At issue was the propriety of summary judgment entered in favor of the defendants.  As to Endlar, the plaintiff contended that he relied to his detriment on a certificate Endlar furnished prior to the plaintiff’s purchase of the unit, falsely representing that the unit was covered by flood insurance. As to First American, the plaintiff contended that his inability to rebuild his unit renders title to his unit unmarketable, within the meaning of the policy of title insurance he purchased incident to his purchase of the unit.

The record revealed that it was communicated to Endlar, on the plaintiff’s behalf, the need for a certificate verifying flood insurance coverage for the plaintiff’s unit. In response, Endlar furnished a certificate stating that the plaintiff, as owner of unit 4, “is insured” under the master policies issued to the condominium trust including, flood insurance.  Though the certificate made clear that it is not a contract of insurance, it stated clearly that the listed policies had been issued.

The court noted that contrary to the defendant’s assertions, the certificate did not contain any express statement that the policies listed thereon are subject to any other conditions or limitations, or that the recipient should review the policies themselves in order to ascertain the scope or existence of coverage. Moreover, though the policies may have contained certain implicit qualifications or limitations, the exclusion of the plaintiff’s unit from coverage entirely was a particularly dramatic limitation under the circumstances.

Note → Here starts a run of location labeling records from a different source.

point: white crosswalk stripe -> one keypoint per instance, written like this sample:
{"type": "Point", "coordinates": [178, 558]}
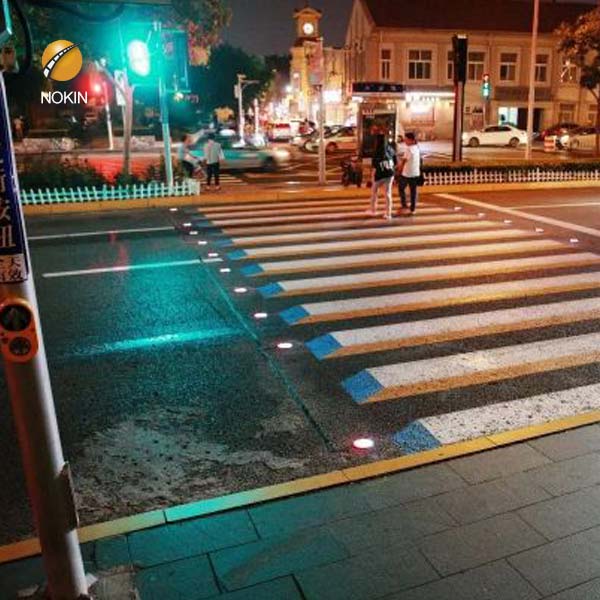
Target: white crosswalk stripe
{"type": "Point", "coordinates": [330, 249]}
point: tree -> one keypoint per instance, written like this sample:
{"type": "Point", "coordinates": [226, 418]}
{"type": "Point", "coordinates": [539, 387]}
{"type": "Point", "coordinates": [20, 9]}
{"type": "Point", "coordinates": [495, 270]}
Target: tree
{"type": "Point", "coordinates": [580, 43]}
{"type": "Point", "coordinates": [214, 83]}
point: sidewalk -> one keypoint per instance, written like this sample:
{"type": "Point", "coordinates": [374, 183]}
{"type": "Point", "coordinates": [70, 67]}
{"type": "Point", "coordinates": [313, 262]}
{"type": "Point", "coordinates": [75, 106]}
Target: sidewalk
{"type": "Point", "coordinates": [515, 523]}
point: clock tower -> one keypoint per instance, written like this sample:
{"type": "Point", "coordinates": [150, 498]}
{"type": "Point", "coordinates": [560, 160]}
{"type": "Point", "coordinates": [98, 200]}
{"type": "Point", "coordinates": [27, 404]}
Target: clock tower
{"type": "Point", "coordinates": [307, 24]}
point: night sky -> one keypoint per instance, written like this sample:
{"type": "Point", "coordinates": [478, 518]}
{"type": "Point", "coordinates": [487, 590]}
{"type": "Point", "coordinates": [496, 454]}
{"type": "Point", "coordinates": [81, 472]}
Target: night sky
{"type": "Point", "coordinates": [267, 26]}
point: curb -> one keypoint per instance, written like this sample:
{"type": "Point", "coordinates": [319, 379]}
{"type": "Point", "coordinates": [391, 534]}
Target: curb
{"type": "Point", "coordinates": [31, 547]}
{"type": "Point", "coordinates": [287, 195]}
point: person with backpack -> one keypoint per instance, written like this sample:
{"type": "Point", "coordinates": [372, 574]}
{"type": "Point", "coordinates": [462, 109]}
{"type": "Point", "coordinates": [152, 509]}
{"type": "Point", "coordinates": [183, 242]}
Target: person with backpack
{"type": "Point", "coordinates": [410, 172]}
{"type": "Point", "coordinates": [384, 165]}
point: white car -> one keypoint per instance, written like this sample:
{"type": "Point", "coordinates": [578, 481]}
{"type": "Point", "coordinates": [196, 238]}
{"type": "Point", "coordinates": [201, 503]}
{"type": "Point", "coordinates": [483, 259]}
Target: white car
{"type": "Point", "coordinates": [582, 138]}
{"type": "Point", "coordinates": [242, 156]}
{"type": "Point", "coordinates": [495, 135]}
{"type": "Point", "coordinates": [343, 139]}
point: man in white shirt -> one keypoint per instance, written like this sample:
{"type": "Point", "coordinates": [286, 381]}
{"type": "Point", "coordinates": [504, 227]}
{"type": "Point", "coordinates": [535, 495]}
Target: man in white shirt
{"type": "Point", "coordinates": [410, 171]}
{"type": "Point", "coordinates": [213, 154]}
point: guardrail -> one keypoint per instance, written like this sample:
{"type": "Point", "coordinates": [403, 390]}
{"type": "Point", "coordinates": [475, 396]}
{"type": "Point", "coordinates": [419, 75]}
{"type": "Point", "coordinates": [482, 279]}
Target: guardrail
{"type": "Point", "coordinates": [106, 193]}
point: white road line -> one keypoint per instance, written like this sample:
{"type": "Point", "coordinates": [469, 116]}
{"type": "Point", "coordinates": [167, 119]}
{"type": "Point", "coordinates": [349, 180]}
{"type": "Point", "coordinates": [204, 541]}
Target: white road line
{"type": "Point", "coordinates": [166, 265]}
{"type": "Point", "coordinates": [382, 243]}
{"type": "Point", "coordinates": [405, 256]}
{"type": "Point", "coordinates": [363, 232]}
{"type": "Point", "coordinates": [504, 416]}
{"type": "Point", "coordinates": [379, 338]}
{"type": "Point", "coordinates": [524, 215]}
{"type": "Point", "coordinates": [60, 236]}
{"type": "Point", "coordinates": [550, 205]}
{"type": "Point", "coordinates": [461, 370]}
{"type": "Point", "coordinates": [437, 273]}
{"type": "Point", "coordinates": [404, 302]}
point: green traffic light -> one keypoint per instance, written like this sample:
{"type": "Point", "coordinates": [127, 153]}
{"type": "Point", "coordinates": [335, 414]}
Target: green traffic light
{"type": "Point", "coordinates": [138, 57]}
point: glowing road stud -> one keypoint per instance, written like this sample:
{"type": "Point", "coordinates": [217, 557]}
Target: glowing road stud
{"type": "Point", "coordinates": [363, 444]}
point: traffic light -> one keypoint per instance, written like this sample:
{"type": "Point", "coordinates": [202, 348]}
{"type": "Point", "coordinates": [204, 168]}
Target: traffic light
{"type": "Point", "coordinates": [486, 86]}
{"type": "Point", "coordinates": [18, 335]}
{"type": "Point", "coordinates": [138, 57]}
{"type": "Point", "coordinates": [459, 46]}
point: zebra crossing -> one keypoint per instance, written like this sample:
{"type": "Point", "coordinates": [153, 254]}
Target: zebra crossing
{"type": "Point", "coordinates": [434, 328]}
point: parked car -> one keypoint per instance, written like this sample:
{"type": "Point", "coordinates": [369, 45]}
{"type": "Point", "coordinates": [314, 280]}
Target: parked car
{"type": "Point", "coordinates": [344, 138]}
{"type": "Point", "coordinates": [582, 138]}
{"type": "Point", "coordinates": [495, 135]}
{"type": "Point", "coordinates": [558, 129]}
{"type": "Point", "coordinates": [242, 156]}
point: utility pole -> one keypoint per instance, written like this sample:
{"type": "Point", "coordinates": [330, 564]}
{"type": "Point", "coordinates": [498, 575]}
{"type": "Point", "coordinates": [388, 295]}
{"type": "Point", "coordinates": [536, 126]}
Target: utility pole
{"type": "Point", "coordinates": [47, 475]}
{"type": "Point", "coordinates": [532, 61]}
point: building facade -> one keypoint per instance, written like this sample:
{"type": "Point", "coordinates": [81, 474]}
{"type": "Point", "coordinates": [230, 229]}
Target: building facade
{"type": "Point", "coordinates": [410, 44]}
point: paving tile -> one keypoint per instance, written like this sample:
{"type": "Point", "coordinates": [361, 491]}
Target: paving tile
{"type": "Point", "coordinates": [112, 552]}
{"type": "Point", "coordinates": [569, 475]}
{"type": "Point", "coordinates": [472, 545]}
{"type": "Point", "coordinates": [496, 581]}
{"type": "Point", "coordinates": [286, 516]}
{"type": "Point", "coordinates": [498, 463]}
{"type": "Point", "coordinates": [478, 502]}
{"type": "Point", "coordinates": [19, 575]}
{"type": "Point", "coordinates": [569, 444]}
{"type": "Point", "coordinates": [274, 557]}
{"type": "Point", "coordinates": [585, 591]}
{"type": "Point", "coordinates": [405, 522]}
{"type": "Point", "coordinates": [189, 538]}
{"type": "Point", "coordinates": [561, 564]}
{"type": "Point", "coordinates": [368, 575]}
{"type": "Point", "coordinates": [411, 485]}
{"type": "Point", "coordinates": [565, 515]}
{"type": "Point", "coordinates": [189, 579]}
{"type": "Point", "coordinates": [278, 589]}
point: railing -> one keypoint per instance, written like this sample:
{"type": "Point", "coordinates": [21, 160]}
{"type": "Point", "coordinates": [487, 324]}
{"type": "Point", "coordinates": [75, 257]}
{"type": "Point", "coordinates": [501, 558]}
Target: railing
{"type": "Point", "coordinates": [187, 187]}
{"type": "Point", "coordinates": [508, 176]}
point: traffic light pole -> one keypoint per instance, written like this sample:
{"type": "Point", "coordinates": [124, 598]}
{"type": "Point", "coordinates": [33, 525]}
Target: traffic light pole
{"type": "Point", "coordinates": [47, 475]}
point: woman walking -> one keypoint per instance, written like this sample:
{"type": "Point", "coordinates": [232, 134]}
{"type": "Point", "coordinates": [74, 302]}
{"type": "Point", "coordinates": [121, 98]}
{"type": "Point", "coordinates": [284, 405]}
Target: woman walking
{"type": "Point", "coordinates": [384, 164]}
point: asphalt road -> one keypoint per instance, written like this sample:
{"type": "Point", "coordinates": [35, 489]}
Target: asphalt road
{"type": "Point", "coordinates": [169, 389]}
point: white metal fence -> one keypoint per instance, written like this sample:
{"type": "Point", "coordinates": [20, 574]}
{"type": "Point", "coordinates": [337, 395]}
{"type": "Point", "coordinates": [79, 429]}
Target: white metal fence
{"type": "Point", "coordinates": [508, 176]}
{"type": "Point", "coordinates": [187, 187]}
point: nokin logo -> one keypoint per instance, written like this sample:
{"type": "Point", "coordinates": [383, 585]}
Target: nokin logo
{"type": "Point", "coordinates": [62, 61]}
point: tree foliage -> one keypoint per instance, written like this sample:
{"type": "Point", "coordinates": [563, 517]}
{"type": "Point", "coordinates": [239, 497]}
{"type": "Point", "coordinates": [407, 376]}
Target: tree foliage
{"type": "Point", "coordinates": [580, 43]}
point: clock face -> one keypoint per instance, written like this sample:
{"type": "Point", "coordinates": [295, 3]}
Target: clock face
{"type": "Point", "coordinates": [308, 28]}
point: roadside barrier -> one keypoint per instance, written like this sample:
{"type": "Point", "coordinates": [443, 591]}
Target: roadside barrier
{"type": "Point", "coordinates": [106, 193]}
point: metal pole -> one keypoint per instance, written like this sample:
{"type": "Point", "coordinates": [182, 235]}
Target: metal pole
{"type": "Point", "coordinates": [322, 154]}
{"type": "Point", "coordinates": [46, 473]}
{"type": "Point", "coordinates": [111, 141]}
{"type": "Point", "coordinates": [164, 110]}
{"type": "Point", "coordinates": [531, 98]}
{"type": "Point", "coordinates": [459, 100]}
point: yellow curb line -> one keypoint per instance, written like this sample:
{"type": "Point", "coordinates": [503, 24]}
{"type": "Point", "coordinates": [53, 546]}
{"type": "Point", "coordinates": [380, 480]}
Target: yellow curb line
{"type": "Point", "coordinates": [30, 547]}
{"type": "Point", "coordinates": [206, 199]}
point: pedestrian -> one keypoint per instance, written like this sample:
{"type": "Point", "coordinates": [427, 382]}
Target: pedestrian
{"type": "Point", "coordinates": [384, 163]}
{"type": "Point", "coordinates": [186, 159]}
{"type": "Point", "coordinates": [410, 171]}
{"type": "Point", "coordinates": [213, 155]}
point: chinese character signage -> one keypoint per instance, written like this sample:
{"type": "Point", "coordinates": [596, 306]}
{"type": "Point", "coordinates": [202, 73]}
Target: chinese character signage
{"type": "Point", "coordinates": [13, 262]}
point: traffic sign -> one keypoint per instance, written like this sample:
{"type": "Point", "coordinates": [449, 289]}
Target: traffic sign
{"type": "Point", "coordinates": [13, 260]}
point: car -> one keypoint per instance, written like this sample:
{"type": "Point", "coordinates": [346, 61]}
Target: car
{"type": "Point", "coordinates": [582, 138]}
{"type": "Point", "coordinates": [280, 132]}
{"type": "Point", "coordinates": [344, 138]}
{"type": "Point", "coordinates": [558, 129]}
{"type": "Point", "coordinates": [495, 135]}
{"type": "Point", "coordinates": [241, 156]}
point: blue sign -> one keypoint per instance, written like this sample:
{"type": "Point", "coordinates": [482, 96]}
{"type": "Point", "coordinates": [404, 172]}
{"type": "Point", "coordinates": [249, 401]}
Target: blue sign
{"type": "Point", "coordinates": [13, 258]}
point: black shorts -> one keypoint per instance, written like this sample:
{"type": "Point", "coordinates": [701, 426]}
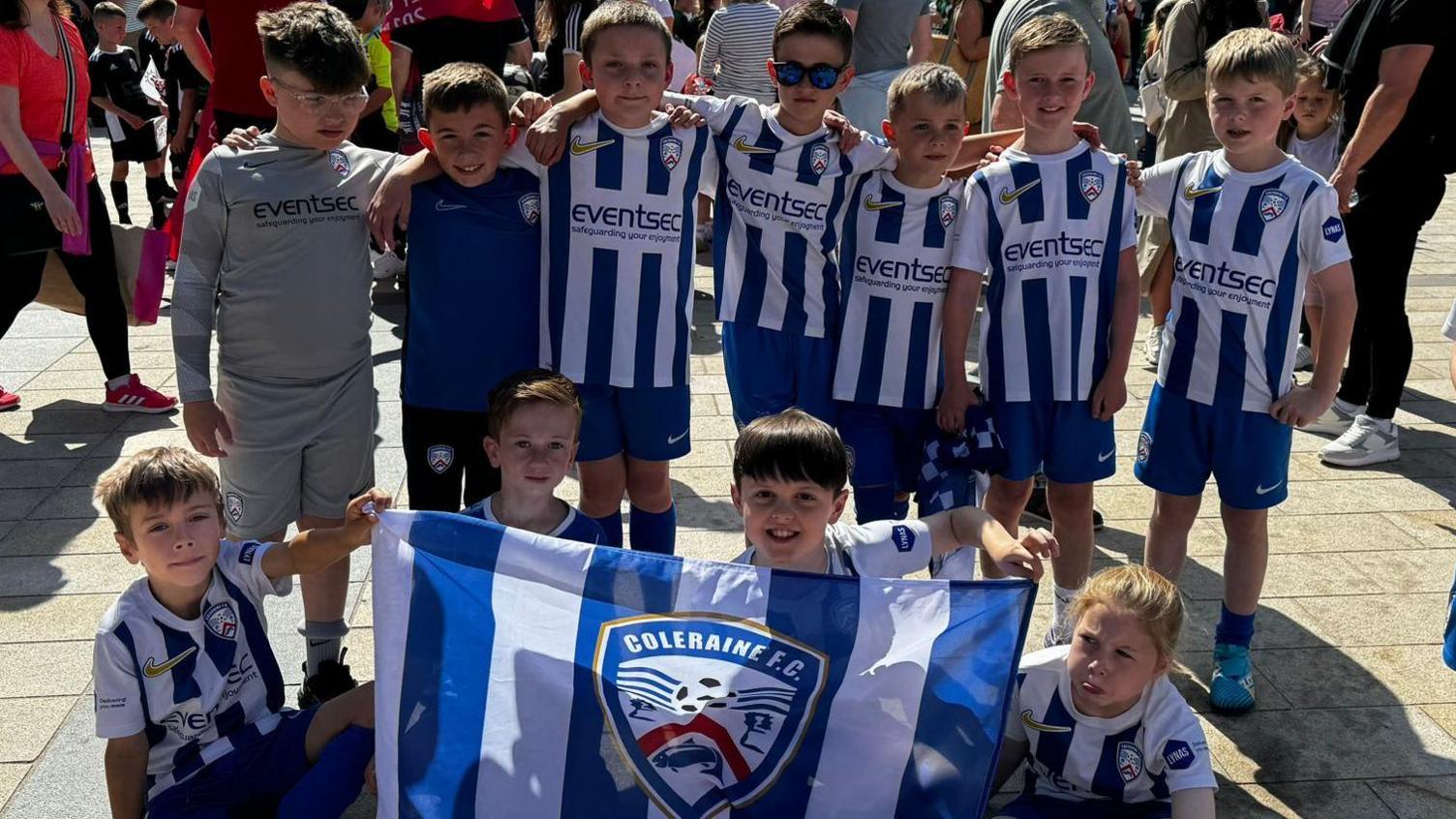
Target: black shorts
{"type": "Point", "coordinates": [444, 449]}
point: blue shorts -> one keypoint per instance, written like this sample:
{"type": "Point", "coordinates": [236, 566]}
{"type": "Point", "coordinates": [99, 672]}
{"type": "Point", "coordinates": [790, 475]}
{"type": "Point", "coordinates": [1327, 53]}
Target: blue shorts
{"type": "Point", "coordinates": [649, 423]}
{"type": "Point", "coordinates": [1183, 441]}
{"type": "Point", "coordinates": [265, 772]}
{"type": "Point", "coordinates": [1056, 438]}
{"type": "Point", "coordinates": [769, 372]}
{"type": "Point", "coordinates": [1031, 806]}
{"type": "Point", "coordinates": [889, 443]}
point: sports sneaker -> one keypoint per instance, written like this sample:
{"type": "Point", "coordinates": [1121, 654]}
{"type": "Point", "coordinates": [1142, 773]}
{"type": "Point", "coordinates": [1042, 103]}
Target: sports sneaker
{"type": "Point", "coordinates": [1335, 420]}
{"type": "Point", "coordinates": [332, 680]}
{"type": "Point", "coordinates": [1230, 691]}
{"type": "Point", "coordinates": [136, 397]}
{"type": "Point", "coordinates": [1153, 346]}
{"type": "Point", "coordinates": [1368, 440]}
{"type": "Point", "coordinates": [1303, 357]}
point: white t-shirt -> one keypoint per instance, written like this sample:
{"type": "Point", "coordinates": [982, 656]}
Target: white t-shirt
{"type": "Point", "coordinates": [884, 548]}
{"type": "Point", "coordinates": [196, 686]}
{"type": "Point", "coordinates": [1146, 754]}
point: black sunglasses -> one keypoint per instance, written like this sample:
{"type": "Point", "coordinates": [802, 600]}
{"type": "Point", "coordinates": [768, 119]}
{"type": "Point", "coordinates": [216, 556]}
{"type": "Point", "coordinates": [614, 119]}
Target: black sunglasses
{"type": "Point", "coordinates": [822, 75]}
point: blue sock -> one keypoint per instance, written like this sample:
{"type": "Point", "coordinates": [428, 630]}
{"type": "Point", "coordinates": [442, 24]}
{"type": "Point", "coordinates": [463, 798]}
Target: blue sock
{"type": "Point", "coordinates": [335, 780]}
{"type": "Point", "coordinates": [874, 503]}
{"type": "Point", "coordinates": [1233, 628]}
{"type": "Point", "coordinates": [654, 531]}
{"type": "Point", "coordinates": [612, 525]}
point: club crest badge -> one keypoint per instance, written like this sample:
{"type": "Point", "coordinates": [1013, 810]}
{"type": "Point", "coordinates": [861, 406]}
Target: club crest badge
{"type": "Point", "coordinates": [233, 503]}
{"type": "Point", "coordinates": [1273, 204]}
{"type": "Point", "coordinates": [222, 620]}
{"type": "Point", "coordinates": [819, 159]}
{"type": "Point", "coordinates": [440, 458]}
{"type": "Point", "coordinates": [948, 207]}
{"type": "Point", "coordinates": [1129, 761]}
{"type": "Point", "coordinates": [531, 206]}
{"type": "Point", "coordinates": [670, 150]}
{"type": "Point", "coordinates": [707, 710]}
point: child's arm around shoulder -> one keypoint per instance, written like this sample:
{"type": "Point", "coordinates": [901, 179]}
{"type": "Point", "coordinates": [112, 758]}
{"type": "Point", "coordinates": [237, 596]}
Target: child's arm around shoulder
{"type": "Point", "coordinates": [320, 548]}
{"type": "Point", "coordinates": [973, 527]}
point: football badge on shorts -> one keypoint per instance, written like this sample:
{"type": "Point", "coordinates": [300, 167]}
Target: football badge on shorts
{"type": "Point", "coordinates": [222, 620]}
{"type": "Point", "coordinates": [531, 206]}
{"type": "Point", "coordinates": [707, 710]}
{"type": "Point", "coordinates": [947, 207]}
{"type": "Point", "coordinates": [1129, 761]}
{"type": "Point", "coordinates": [233, 503]}
{"type": "Point", "coordinates": [440, 458]}
{"type": "Point", "coordinates": [1271, 204]}
{"type": "Point", "coordinates": [670, 150]}
{"type": "Point", "coordinates": [819, 159]}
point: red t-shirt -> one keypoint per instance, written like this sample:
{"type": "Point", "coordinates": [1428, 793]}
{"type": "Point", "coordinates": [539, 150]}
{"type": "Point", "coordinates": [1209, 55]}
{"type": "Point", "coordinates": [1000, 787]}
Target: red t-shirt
{"type": "Point", "coordinates": [237, 57]}
{"type": "Point", "coordinates": [41, 82]}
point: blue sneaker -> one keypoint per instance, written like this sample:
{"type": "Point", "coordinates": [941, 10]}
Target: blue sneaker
{"type": "Point", "coordinates": [1232, 686]}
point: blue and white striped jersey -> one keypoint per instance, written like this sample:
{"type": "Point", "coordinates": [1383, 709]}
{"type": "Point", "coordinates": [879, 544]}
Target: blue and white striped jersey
{"type": "Point", "coordinates": [1245, 245]}
{"type": "Point", "coordinates": [1147, 754]}
{"type": "Point", "coordinates": [780, 207]}
{"type": "Point", "coordinates": [897, 265]}
{"type": "Point", "coordinates": [1048, 230]}
{"type": "Point", "coordinates": [197, 688]}
{"type": "Point", "coordinates": [618, 221]}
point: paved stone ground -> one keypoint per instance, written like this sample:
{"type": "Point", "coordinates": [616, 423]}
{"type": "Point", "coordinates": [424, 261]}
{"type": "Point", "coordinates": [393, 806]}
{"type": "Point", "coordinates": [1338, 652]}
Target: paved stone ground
{"type": "Point", "coordinates": [1357, 715]}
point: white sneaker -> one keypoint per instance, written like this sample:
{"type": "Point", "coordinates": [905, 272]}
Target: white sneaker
{"type": "Point", "coordinates": [1303, 357]}
{"type": "Point", "coordinates": [1153, 346]}
{"type": "Point", "coordinates": [387, 265]}
{"type": "Point", "coordinates": [1368, 440]}
{"type": "Point", "coordinates": [1335, 420]}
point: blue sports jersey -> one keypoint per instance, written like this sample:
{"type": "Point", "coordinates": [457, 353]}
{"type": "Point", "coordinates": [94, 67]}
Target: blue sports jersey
{"type": "Point", "coordinates": [897, 267]}
{"type": "Point", "coordinates": [618, 221]}
{"type": "Point", "coordinates": [1244, 245]}
{"type": "Point", "coordinates": [575, 527]}
{"type": "Point", "coordinates": [780, 209]}
{"type": "Point", "coordinates": [1048, 230]}
{"type": "Point", "coordinates": [473, 288]}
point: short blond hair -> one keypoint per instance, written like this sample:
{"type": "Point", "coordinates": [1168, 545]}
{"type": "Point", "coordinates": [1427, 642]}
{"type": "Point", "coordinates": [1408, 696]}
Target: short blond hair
{"type": "Point", "coordinates": [1141, 592]}
{"type": "Point", "coordinates": [1043, 34]}
{"type": "Point", "coordinates": [1254, 54]}
{"type": "Point", "coordinates": [941, 83]}
{"type": "Point", "coordinates": [155, 476]}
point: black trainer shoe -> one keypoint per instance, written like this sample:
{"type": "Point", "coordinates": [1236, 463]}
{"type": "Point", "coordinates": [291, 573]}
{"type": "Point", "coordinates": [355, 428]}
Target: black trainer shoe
{"type": "Point", "coordinates": [331, 681]}
{"type": "Point", "coordinates": [1037, 507]}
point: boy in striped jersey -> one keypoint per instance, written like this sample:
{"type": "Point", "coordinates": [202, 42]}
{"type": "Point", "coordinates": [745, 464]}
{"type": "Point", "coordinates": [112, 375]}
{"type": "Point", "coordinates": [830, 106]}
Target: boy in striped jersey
{"type": "Point", "coordinates": [1051, 225]}
{"type": "Point", "coordinates": [1250, 228]}
{"type": "Point", "coordinates": [897, 264]}
{"type": "Point", "coordinates": [188, 691]}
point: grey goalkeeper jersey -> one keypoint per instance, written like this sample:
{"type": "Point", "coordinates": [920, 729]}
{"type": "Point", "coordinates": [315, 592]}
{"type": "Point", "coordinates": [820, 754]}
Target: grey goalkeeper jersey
{"type": "Point", "coordinates": [276, 257]}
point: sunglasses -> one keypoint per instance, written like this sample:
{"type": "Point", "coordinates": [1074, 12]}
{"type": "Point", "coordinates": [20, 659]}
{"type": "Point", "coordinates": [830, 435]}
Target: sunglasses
{"type": "Point", "coordinates": [822, 75]}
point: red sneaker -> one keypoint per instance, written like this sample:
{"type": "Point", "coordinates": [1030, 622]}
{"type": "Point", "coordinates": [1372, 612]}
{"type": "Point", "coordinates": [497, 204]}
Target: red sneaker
{"type": "Point", "coordinates": [136, 397]}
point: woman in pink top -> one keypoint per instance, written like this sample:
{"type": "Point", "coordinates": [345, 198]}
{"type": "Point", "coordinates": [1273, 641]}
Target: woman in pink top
{"type": "Point", "coordinates": [37, 41]}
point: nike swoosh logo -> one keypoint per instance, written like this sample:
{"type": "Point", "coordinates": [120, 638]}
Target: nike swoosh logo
{"type": "Point", "coordinates": [1008, 196]}
{"type": "Point", "coordinates": [152, 669]}
{"type": "Point", "coordinates": [1043, 727]}
{"type": "Point", "coordinates": [742, 144]}
{"type": "Point", "coordinates": [583, 149]}
{"type": "Point", "coordinates": [1192, 193]}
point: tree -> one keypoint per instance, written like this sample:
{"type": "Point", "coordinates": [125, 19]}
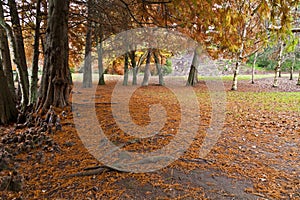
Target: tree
{"type": "Point", "coordinates": [35, 62]}
{"type": "Point", "coordinates": [8, 111]}
{"type": "Point", "coordinates": [20, 57]}
{"type": "Point", "coordinates": [87, 69]}
{"type": "Point", "coordinates": [56, 80]}
{"type": "Point", "coordinates": [5, 54]}
{"type": "Point", "coordinates": [147, 69]}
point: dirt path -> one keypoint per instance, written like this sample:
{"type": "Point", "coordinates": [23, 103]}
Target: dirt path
{"type": "Point", "coordinates": [256, 157]}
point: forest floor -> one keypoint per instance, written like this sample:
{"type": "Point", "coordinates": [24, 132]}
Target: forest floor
{"type": "Point", "coordinates": [256, 157]}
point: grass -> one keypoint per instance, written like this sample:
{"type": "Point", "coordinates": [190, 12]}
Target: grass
{"type": "Point", "coordinates": [270, 101]}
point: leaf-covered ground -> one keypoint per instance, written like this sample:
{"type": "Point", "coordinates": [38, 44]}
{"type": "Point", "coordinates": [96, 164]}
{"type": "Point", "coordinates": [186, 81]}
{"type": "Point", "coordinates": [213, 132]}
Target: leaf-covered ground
{"type": "Point", "coordinates": [256, 157]}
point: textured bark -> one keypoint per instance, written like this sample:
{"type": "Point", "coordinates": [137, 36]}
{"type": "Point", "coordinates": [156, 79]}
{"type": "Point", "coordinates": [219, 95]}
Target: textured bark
{"type": "Point", "coordinates": [87, 69]}
{"type": "Point", "coordinates": [193, 79]}
{"type": "Point", "coordinates": [35, 62]}
{"type": "Point", "coordinates": [56, 81]}
{"type": "Point", "coordinates": [239, 58]}
{"type": "Point", "coordinates": [134, 67]}
{"type": "Point", "coordinates": [293, 66]}
{"type": "Point", "coordinates": [158, 68]}
{"type": "Point", "coordinates": [147, 69]}
{"type": "Point", "coordinates": [279, 62]}
{"type": "Point", "coordinates": [8, 111]}
{"type": "Point", "coordinates": [126, 69]}
{"type": "Point", "coordinates": [20, 56]}
{"type": "Point", "coordinates": [100, 62]}
{"type": "Point", "coordinates": [6, 59]}
{"type": "Point", "coordinates": [253, 67]}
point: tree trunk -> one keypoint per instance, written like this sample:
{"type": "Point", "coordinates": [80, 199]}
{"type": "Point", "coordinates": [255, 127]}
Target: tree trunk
{"type": "Point", "coordinates": [134, 67]}
{"type": "Point", "coordinates": [158, 68]}
{"type": "Point", "coordinates": [35, 62]}
{"type": "Point", "coordinates": [126, 70]}
{"type": "Point", "coordinates": [8, 111]}
{"type": "Point", "coordinates": [293, 66]}
{"type": "Point", "coordinates": [100, 61]}
{"type": "Point", "coordinates": [193, 74]}
{"type": "Point", "coordinates": [87, 69]}
{"type": "Point", "coordinates": [239, 58]}
{"type": "Point", "coordinates": [6, 59]}
{"type": "Point", "coordinates": [253, 67]}
{"type": "Point", "coordinates": [279, 62]}
{"type": "Point", "coordinates": [147, 69]}
{"type": "Point", "coordinates": [20, 52]}
{"type": "Point", "coordinates": [56, 81]}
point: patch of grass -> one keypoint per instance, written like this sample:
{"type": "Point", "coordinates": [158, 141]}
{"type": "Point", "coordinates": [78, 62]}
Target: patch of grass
{"type": "Point", "coordinates": [271, 101]}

Further, the court held that the disclaimer that the certificate is not a contract of insurance did not derogate, by its terms or in its context, from the fact that the recipient of the certificate should be entitled to rely on its accuracy, at least concerning the issuance and existence of the policies listed thereon. Particularly in the circumstances attending the request for the certificate, Endlar was aware that the plaintiff (and his mortgage lender) required proof of flood insurance coverage on his unit, and that they would rely on the insurance certificate Endlar furnished to constitute that proof. The court noted that plaintiff’s claim did not rest on a claim of contract, based on the certificate; instead it rested on the contention that the plaintiff relied to his detriment on materially false information furnished by Endlar.

As such, the court reversed summary judgment concluding that there are triable questions of fact concerning whether the certificate falsely represented that the plaintiff’s unit was covered under the master condominium policies of flood insurance, and whether the plaintiff reasonably relied to his detriment on that representation.